Private equity interest
Private equity investors are watching the developments in the industry closely. Chris Litchford, partner and technology sector specialist at EQT says these pricing debates matter less for valuations than readiness for AI itself. “AI is a very real, very credible threat to the traditional software ecosystem,” he says. “But I don’t think seat-based pricing is going away overnight. What I think you’re going to see is an evolution to more hybrid pricing models that incorporate some baseline level of access [with] value- or consumption-based add-on capabilities,” he says, referring to the models used by GitHub and Slack.
What matters more in the AI age, argues Litchford, are moats, or the things that are hardest for rivals to copy, which can create a defensive advantage in a market where AI removes other barriers. “There are a variety of characteristics that can enhance your ability to adapt and defend against AI capabilities. Things like market leadership and depth of customer relationships, scale advantages driving higher awareness, long-tenured customer relationships that are broad and deep, and access to robust, longitudinal first-party data. Those are the types of potential moats that we’re looking for from a defensive perspective,” he says. But even strong incumbents need to prove they can use those advantages to adapt.

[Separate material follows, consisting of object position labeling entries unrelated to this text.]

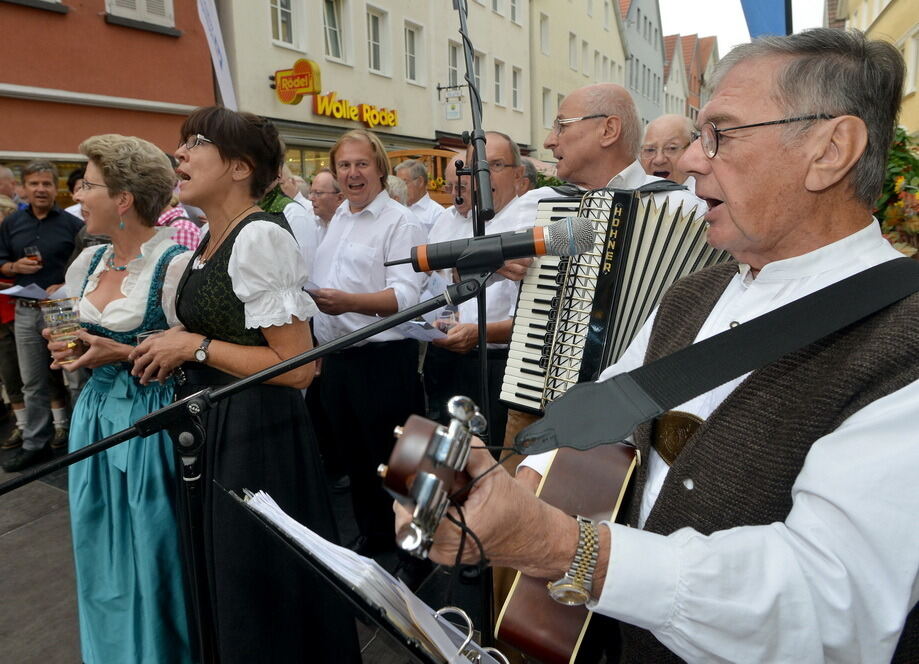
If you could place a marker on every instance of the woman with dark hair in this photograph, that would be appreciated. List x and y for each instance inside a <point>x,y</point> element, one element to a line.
<point>243,309</point>
<point>130,591</point>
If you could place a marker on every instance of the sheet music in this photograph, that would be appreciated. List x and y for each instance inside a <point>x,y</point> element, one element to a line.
<point>401,606</point>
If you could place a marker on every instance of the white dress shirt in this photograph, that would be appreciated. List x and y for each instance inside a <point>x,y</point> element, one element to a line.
<point>835,581</point>
<point>427,210</point>
<point>351,259</point>
<point>300,220</point>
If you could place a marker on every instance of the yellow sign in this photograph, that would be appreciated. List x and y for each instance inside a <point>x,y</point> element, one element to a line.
<point>291,84</point>
<point>342,109</point>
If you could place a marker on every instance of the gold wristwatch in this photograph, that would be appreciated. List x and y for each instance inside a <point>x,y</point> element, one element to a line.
<point>574,588</point>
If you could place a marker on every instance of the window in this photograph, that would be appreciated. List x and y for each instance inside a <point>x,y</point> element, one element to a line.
<point>158,12</point>
<point>282,19</point>
<point>334,46</point>
<point>477,59</point>
<point>412,46</point>
<point>499,83</point>
<point>376,41</point>
<point>452,64</point>
<point>515,89</point>
<point>572,51</point>
<point>544,34</point>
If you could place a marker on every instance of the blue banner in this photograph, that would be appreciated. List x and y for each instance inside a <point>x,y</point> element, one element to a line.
<point>767,17</point>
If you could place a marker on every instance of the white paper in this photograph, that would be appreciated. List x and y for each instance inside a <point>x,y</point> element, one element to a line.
<point>378,587</point>
<point>420,330</point>
<point>31,291</point>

“It’s not just about the moat. If you don’t have a compelling AI product strategy or story, it will be very hard to convince a buyer to make an investment,” says Litchford. In theory, then, the strongest valuations should be for companies with the most AI-ready strategy, which also happen to have all the traditional defenses against competition.
Lower margins
Pricing isn’t the only pressure point. Margins are too. The CEO of Notion recently told the Wall Street Journal that 10 percent of its profit margin now goes straight to AI providers. “Gross margins are lower because there’s a new cost called AI tokens or compute costs,” says Constanza Diaz, who backs SaaS founders as an investment manager at Octopus Ventures. Litchford also warns that costs could escalate fast. “I remember Uber used to be 20 bucks. They got everyone on the platform excited, and now it’s so expensive it’s unreal. It’s cost-prohibitive. And I think there’s that risk with AI too.”

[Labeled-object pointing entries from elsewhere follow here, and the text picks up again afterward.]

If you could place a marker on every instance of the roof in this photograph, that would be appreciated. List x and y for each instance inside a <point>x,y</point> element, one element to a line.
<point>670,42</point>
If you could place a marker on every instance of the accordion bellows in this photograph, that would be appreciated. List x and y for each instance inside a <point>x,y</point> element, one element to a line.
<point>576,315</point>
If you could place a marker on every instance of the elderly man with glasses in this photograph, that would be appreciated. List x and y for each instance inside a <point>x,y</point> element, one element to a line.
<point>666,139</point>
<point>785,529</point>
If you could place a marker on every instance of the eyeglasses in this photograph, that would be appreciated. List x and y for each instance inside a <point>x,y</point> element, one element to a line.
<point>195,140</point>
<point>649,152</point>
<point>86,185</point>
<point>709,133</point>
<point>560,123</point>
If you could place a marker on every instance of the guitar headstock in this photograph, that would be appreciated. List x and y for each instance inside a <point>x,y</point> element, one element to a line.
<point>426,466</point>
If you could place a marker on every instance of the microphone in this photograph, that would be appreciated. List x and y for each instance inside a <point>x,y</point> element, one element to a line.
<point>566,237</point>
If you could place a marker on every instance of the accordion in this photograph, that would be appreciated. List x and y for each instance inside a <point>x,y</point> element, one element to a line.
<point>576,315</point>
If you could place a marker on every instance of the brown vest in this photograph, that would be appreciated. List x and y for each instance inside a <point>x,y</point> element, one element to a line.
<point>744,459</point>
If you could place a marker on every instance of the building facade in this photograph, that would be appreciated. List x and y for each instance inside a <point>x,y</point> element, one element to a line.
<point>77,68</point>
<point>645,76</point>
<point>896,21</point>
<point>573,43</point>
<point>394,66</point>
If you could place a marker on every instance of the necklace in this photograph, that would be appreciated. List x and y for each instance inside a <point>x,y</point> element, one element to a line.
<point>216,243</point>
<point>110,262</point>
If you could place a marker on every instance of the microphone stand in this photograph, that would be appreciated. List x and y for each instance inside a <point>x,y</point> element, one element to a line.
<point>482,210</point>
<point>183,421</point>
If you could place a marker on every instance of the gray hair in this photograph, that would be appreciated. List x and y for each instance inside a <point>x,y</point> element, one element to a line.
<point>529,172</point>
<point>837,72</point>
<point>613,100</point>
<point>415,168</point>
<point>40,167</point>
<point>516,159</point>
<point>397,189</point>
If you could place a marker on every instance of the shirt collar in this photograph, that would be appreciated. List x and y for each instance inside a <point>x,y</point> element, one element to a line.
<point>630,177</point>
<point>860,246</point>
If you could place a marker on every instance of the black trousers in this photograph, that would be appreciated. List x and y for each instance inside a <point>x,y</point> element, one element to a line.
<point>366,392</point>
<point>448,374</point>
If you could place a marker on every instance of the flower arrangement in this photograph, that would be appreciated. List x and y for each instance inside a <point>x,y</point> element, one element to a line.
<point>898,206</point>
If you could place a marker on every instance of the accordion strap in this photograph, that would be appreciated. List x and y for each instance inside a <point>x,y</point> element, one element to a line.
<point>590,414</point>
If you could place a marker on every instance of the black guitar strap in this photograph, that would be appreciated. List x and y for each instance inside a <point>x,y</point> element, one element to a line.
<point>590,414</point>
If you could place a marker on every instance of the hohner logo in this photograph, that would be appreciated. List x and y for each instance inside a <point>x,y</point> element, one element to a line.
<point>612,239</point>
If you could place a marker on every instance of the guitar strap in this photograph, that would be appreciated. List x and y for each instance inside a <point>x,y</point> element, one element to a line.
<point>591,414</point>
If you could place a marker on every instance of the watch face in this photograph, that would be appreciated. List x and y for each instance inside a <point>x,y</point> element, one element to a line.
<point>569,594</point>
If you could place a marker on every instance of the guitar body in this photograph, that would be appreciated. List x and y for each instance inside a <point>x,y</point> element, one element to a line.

The cloud transition offers a precedent. “There were incumbents who said, ‘My customers want a cloud product, I think it’s better, I’m going to invest, even though it’s expensive and I’m cannibalizing my profit pools.’ They’re the ones who emerged [stronger],” she says, referring to legacy software firms that built cloud products at the expense of their existing solutions. “I think the same is true here for AI,” she says.
For investors, the key message is that valuations hinge less on today’s revenue model than on whether a company can adapt. Litchford and Diaz both expect large SaaS firms to adjust, as they did during the cloud shift. The biggest winners will be those who make themselves AI-ready and try out new pricing models, even if it means decimating the old ones. The losers will be the single-feature specialists whose product is easiest to replicate.
The rise of AI agents is forcing SaaS companies to question the per-seat model that drove the sector’s extraordinary success, as what once looked like guaranteed recurring revenue looks increasingly fragile. The firms that adapt their pricing and their products will keep their place at the table. The rest risk losing their seat.